Chinese authorities order Xinjiang’s Muslims to hand over Qurans, prayer mats

Chinese authorities in the northwestern region of Xinjiang have ordered ethnic minority Muslim families to hand in religious items including prayer mats and copies of the Quran to the authorities, report Radio Free Asia.

Muslims are being told to hand over the religious items “voluntarily” to authorities, if any are found in searches then offenders will face harsh punishments, sources in the region said.

According to the report, officials across Xinjiang have been warning neighborhoods and mosques that ethnic minority Uyghur, Kazakh and Kyrgyz Muslims must hand in the items or face harsh punishment if they are found later.

“Officials at village, township and county level are confiscating all Qurans and the special mats used for namaaz[prayer],” a Kazakh source in Altay prefecture, near the border with Kazakhstan told RFA on Wednesday.

“Pretty much every household has a Quran, and prayer mats,” he said.

Dilxat Raxit, spokesman for the exile World Uyghur Congress group, said reports have emerged from Kashgar, Hotan and other regions of similar practices starting last week.

“We received a notification saying that every single ethnic Uyghur must hand in any Islam-related items from their own home, including Qurans, prayers and anything else bearing the symbols of religion,” Raxit said.

“They have to be handed in voluntarily. If they aren’t handed in, and they are found, then there will be harsh punishments,” he said.

Raxit said announcements are being made by the police via popular social media platform WeChat.

“All Qurans and related items must be handed into the authorities, and there are notices to this effect being broadcast via WeChat,” Raxit said.

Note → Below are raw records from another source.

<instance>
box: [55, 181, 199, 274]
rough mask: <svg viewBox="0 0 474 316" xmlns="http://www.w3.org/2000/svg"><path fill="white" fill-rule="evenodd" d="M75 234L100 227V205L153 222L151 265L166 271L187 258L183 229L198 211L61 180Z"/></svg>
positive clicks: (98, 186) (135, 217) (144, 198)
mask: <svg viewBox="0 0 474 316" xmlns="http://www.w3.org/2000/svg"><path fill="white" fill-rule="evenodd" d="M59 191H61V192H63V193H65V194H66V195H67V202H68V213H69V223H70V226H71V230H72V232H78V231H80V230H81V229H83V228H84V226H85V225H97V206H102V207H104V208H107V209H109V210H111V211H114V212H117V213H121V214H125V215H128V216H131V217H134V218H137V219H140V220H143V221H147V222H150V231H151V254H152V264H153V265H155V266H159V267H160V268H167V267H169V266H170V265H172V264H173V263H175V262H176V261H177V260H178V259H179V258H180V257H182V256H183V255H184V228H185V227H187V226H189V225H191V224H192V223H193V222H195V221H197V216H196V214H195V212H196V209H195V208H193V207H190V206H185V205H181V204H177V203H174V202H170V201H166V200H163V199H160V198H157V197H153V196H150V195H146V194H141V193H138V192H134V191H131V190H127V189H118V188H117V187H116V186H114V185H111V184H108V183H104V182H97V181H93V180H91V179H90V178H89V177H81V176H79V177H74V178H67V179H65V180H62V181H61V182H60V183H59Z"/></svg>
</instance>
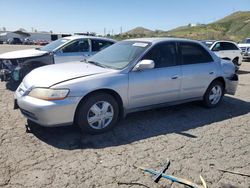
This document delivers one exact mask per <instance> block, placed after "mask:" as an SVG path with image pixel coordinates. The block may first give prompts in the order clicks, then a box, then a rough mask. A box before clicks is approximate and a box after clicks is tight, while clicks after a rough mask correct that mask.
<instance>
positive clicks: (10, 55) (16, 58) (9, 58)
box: [0, 49, 48, 59]
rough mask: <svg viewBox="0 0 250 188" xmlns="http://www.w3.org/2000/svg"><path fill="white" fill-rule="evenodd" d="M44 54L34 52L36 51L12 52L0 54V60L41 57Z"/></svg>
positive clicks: (41, 52)
mask: <svg viewBox="0 0 250 188" xmlns="http://www.w3.org/2000/svg"><path fill="white" fill-rule="evenodd" d="M46 53H48V52H47V51H41V50H36V49H28V50H17V51H13V52H7V53H3V54H0V59H17V58H27V57H36V56H42V55H44V54H46Z"/></svg>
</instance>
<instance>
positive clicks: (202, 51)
mask: <svg viewBox="0 0 250 188" xmlns="http://www.w3.org/2000/svg"><path fill="white" fill-rule="evenodd" d="M179 49H180V50H179V51H180V55H181V62H182V65H181V70H182V76H183V77H182V84H181V94H180V99H182V100H184V99H192V98H197V97H202V96H203V95H204V93H205V91H206V89H207V87H208V85H209V84H210V83H211V82H212V81H213V80H214V79H215V78H216V75H217V72H216V70H218V69H217V68H216V63H214V61H213V58H212V57H211V55H210V54H209V53H208V52H207V50H205V49H204V48H203V47H202V46H201V45H199V44H195V43H190V42H180V43H179Z"/></svg>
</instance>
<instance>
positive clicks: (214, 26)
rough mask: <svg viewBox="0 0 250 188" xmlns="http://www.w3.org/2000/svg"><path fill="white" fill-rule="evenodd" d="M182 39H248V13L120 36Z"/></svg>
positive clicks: (132, 30) (127, 34)
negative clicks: (164, 29) (174, 28)
mask: <svg viewBox="0 0 250 188" xmlns="http://www.w3.org/2000/svg"><path fill="white" fill-rule="evenodd" d="M170 36H171V37H183V38H191V39H197V40H204V39H225V40H234V41H240V40H242V39H243V38H246V37H250V11H245V12H242V11H239V12H235V13H233V14H231V15H229V16H226V17H224V18H222V19H220V20H218V21H216V22H213V23H210V24H199V25H197V26H191V25H187V26H181V27H178V28H175V29H173V30H169V31H160V30H156V31H151V30H149V29H146V28H143V27H137V28H135V29H132V30H130V31H128V32H126V33H124V34H123V35H122V37H121V38H131V37H170Z"/></svg>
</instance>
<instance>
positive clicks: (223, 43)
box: [222, 42, 238, 50]
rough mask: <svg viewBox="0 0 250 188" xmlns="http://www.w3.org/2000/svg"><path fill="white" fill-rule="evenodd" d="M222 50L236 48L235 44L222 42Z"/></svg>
mask: <svg viewBox="0 0 250 188" xmlns="http://www.w3.org/2000/svg"><path fill="white" fill-rule="evenodd" d="M222 46H223V50H238V48H237V46H236V45H235V44H233V43H231V42H222Z"/></svg>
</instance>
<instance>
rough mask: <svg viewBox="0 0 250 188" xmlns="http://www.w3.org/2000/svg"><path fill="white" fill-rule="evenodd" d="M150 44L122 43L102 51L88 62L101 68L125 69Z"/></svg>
mask: <svg viewBox="0 0 250 188" xmlns="http://www.w3.org/2000/svg"><path fill="white" fill-rule="evenodd" d="M149 46H150V43H148V42H136V41H122V42H118V43H116V44H113V45H112V46H110V47H108V48H106V49H104V50H102V51H101V52H99V53H97V54H96V55H94V56H92V57H91V58H89V59H88V62H90V63H91V62H94V63H98V64H99V65H100V66H103V67H109V68H114V69H123V68H125V67H126V66H127V65H128V64H129V63H130V62H131V61H133V60H134V59H136V58H137V57H139V56H140V55H141V54H142V53H143V52H144V51H145V50H146V49H147V48H148V47H149Z"/></svg>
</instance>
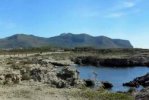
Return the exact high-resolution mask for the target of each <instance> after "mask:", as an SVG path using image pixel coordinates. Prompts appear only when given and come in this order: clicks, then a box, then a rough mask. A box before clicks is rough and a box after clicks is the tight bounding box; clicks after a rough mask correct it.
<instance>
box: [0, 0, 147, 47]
mask: <svg viewBox="0 0 149 100" xmlns="http://www.w3.org/2000/svg"><path fill="white" fill-rule="evenodd" d="M148 10H149V0H0V38H4V37H7V36H11V35H13V34H19V33H24V34H33V35H36V36H41V37H52V36H56V35H59V34H61V33H68V32H70V33H74V34H80V33H87V34H90V35H93V36H101V35H104V36H108V37H110V38H120V39H127V40H130V42H131V43H132V45H133V46H134V47H136V48H149V11H148Z"/></svg>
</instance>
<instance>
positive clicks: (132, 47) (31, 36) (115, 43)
mask: <svg viewBox="0 0 149 100" xmlns="http://www.w3.org/2000/svg"><path fill="white" fill-rule="evenodd" d="M42 46H54V47H63V48H74V47H94V48H133V46H132V44H131V43H130V42H129V41H128V40H122V39H111V38H109V37H106V36H96V37H95V36H91V35H88V34H72V33H63V34H60V35H59V36H55V37H50V38H44V37H38V36H34V35H26V34H15V35H13V36H10V37H6V38H3V39H0V48H5V49H7V48H30V47H42Z"/></svg>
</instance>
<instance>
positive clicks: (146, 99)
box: [135, 87, 149, 100]
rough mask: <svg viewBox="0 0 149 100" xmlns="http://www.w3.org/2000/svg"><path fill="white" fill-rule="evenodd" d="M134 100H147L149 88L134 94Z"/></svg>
mask: <svg viewBox="0 0 149 100" xmlns="http://www.w3.org/2000/svg"><path fill="white" fill-rule="evenodd" d="M135 100H149V87H148V88H145V89H142V90H141V91H140V92H138V93H136V95H135Z"/></svg>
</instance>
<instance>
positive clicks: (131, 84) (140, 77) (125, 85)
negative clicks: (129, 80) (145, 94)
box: [123, 73, 149, 87]
mask: <svg viewBox="0 0 149 100" xmlns="http://www.w3.org/2000/svg"><path fill="white" fill-rule="evenodd" d="M140 85H141V86H143V87H148V86H149V73H147V74H146V75H144V76H141V77H137V78H135V79H134V80H133V81H130V82H128V83H124V84H123V86H129V87H139V86H140Z"/></svg>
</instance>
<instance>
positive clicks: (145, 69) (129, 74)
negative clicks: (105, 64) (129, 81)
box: [76, 65, 149, 91]
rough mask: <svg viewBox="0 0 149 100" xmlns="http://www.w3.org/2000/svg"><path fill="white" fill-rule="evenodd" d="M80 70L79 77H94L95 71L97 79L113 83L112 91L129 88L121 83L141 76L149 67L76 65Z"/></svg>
mask: <svg viewBox="0 0 149 100" xmlns="http://www.w3.org/2000/svg"><path fill="white" fill-rule="evenodd" d="M76 67H77V69H78V70H79V71H80V78H82V79H95V75H94V74H93V73H94V72H95V73H97V77H96V79H97V80H101V81H108V82H110V83H112V84H113V88H112V91H127V90H128V89H129V88H128V87H124V86H123V85H122V84H123V83H126V82H129V81H131V80H133V79H134V78H136V77H139V76H143V75H145V74H146V73H148V72H149V67H141V66H140V67H139V66H137V67H127V68H114V67H94V66H79V65H77V66H76Z"/></svg>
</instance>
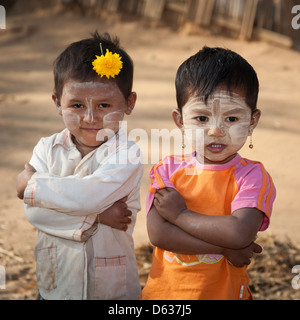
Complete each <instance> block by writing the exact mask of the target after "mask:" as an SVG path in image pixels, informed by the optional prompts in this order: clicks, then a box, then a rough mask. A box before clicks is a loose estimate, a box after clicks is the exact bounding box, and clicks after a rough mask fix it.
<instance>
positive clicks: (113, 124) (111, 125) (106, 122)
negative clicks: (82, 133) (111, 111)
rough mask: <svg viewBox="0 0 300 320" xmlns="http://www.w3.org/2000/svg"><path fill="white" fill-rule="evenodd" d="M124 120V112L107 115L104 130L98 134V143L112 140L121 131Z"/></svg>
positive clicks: (104, 123) (113, 112) (104, 117)
mask: <svg viewBox="0 0 300 320" xmlns="http://www.w3.org/2000/svg"><path fill="white" fill-rule="evenodd" d="M123 118H124V113H123V112H122V111H114V112H111V113H108V114H106V115H105V116H104V117H103V129H101V130H99V131H98V133H97V137H96V140H97V141H105V140H108V139H110V138H111V137H113V136H114V135H115V133H116V132H118V131H119V129H120V127H121V125H122V121H123Z"/></svg>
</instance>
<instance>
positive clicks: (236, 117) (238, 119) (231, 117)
mask: <svg viewBox="0 0 300 320" xmlns="http://www.w3.org/2000/svg"><path fill="white" fill-rule="evenodd" d="M225 120H226V121H227V122H236V121H238V120H239V119H238V118H237V117H228V118H226V119H225Z"/></svg>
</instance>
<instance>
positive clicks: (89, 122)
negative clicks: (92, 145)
mask: <svg viewBox="0 0 300 320" xmlns="http://www.w3.org/2000/svg"><path fill="white" fill-rule="evenodd" d="M84 120H85V121H86V122H89V123H93V122H95V121H96V120H97V115H96V113H95V111H94V110H92V109H87V110H86V113H85V115H84Z"/></svg>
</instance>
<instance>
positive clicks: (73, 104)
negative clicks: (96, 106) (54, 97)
mask: <svg viewBox="0 0 300 320" xmlns="http://www.w3.org/2000/svg"><path fill="white" fill-rule="evenodd" d="M72 107H73V108H74V109H81V108H83V105H82V104H80V103H76V104H73V106H72Z"/></svg>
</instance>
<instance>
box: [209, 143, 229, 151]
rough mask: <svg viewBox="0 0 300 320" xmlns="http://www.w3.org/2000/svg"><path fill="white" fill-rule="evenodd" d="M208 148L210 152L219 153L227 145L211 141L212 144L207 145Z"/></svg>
mask: <svg viewBox="0 0 300 320" xmlns="http://www.w3.org/2000/svg"><path fill="white" fill-rule="evenodd" d="M206 148H207V149H208V150H209V151H210V152H213V153H219V152H222V151H223V150H224V149H225V148H226V145H225V144H220V143H211V144H209V145H207V146H206Z"/></svg>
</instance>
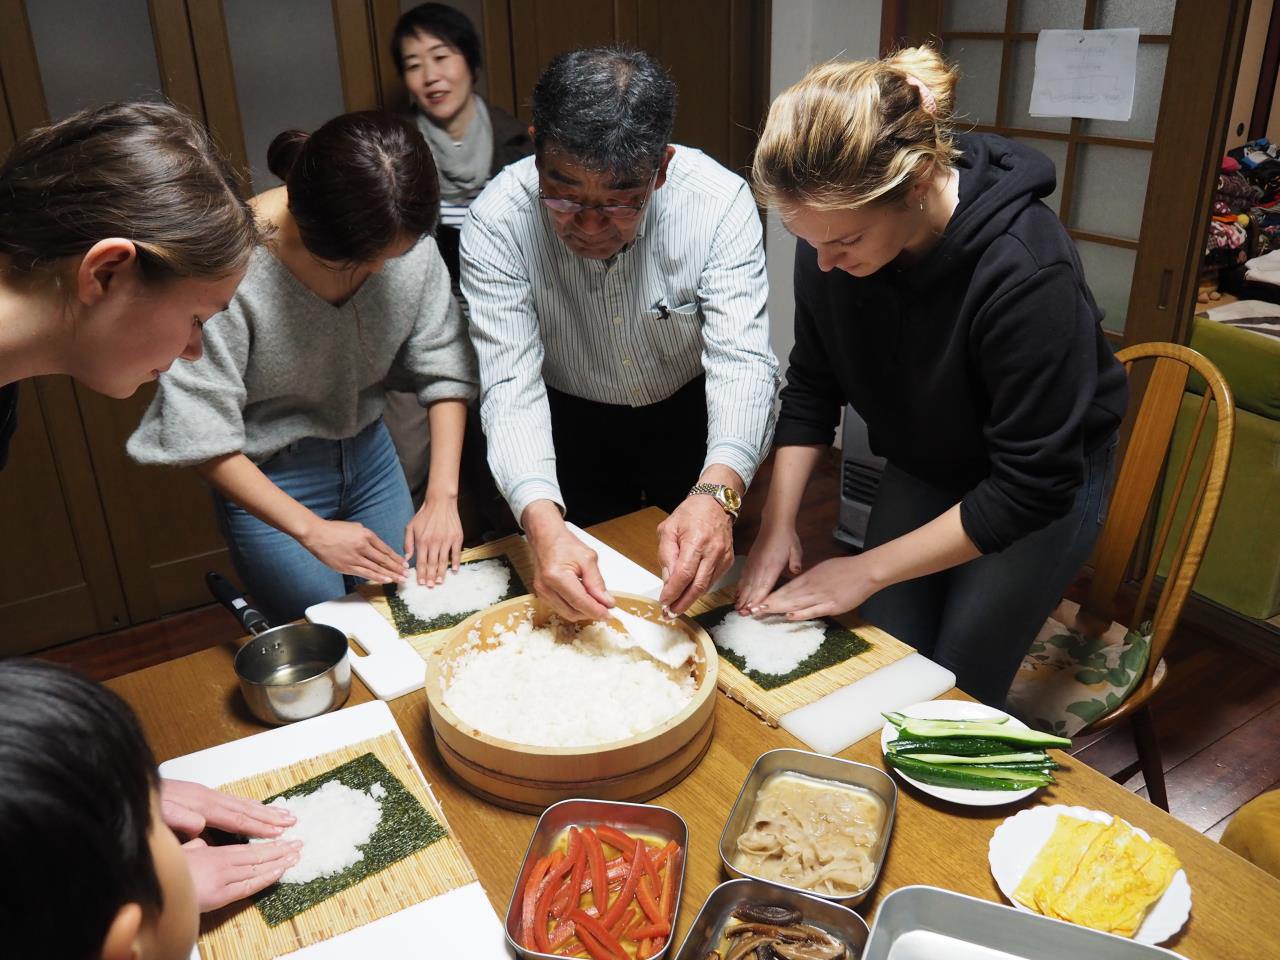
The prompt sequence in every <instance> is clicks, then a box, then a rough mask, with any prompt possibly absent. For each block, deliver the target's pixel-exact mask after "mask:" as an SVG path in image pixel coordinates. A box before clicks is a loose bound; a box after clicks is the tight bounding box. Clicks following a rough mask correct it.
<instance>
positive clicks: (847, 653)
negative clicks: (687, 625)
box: [694, 603, 872, 690]
mask: <svg viewBox="0 0 1280 960" xmlns="http://www.w3.org/2000/svg"><path fill="white" fill-rule="evenodd" d="M732 609H733V604H731V603H727V604H724V605H723V607H717V608H716V609H713V611H707V613H703V614H700V616H698V617H694V620H696V621H698V622H699V623H701V625H703V627H704V628H705V630H707V632H708V634H712V643H714V641H716V635H714V634H713V632H712V627H716V626H718V625H719V622H721V621H722V620H724V616H726V614H727V613H730V612H731V611H732ZM822 622H823V623H824V625H826V639H824V640H823V641H822V646H819V648H818V649H817V650H814V652H813V654H812V655H810V657H809V658H808V659H805V660H801V663H800V664H799V666H797V667H796V668H795V669H794V671H791V672H790V673H782V675H778V673H760V672H758V671H754V669H748V668H746V660H744V659H742V658H741V657H740V655H739V654H736V653H733V652H732V650H726V649H724V648H723V646H721V645H719V644H716V649H717V652H719V655H721V657H723V658H724V659H726V660H728V662H730V663H732V664H733V666H735V667H737V668H739V669H740V671H741V672H742V673H744V675H745V676H748V677H750V678H751V681H753V682H754V684H755V685H756V686H759V687H762V689H763V690H777V689H778V687H780V686H786V685H787V684H791V682H795V681H796V680H800V678H801V677H808V676H809V675H810V673H817V672H818V671H819V669H826V668H827V667H835V666H836V664H837V663H844V662H845V660H849V659H852V658H854V657H856V655H858V654H860V653H867V650H869V649H872V645H870V644H869V643H868V641H867V640H863V637H860V636H859V635H858V634H855V632H854V631H852V630H850V628H849V627H846V626H845V625H844V623H838V622H836V621H835V620H831V618H829V617H822Z"/></svg>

“The announcements say that people must hand in any prayer mats of their own accord to the authorities, as well as any religious reading matter, including anything with the Islamic moon and star symbol on it,” he said.

“They are requiring people to hand in these items of their own accord,” he said.

The clampdown is part of the “Three Illegals and One Item” campaign targeting what the Chinese government considers “illegal” religious items owned by mostly Muslim Uyghurs.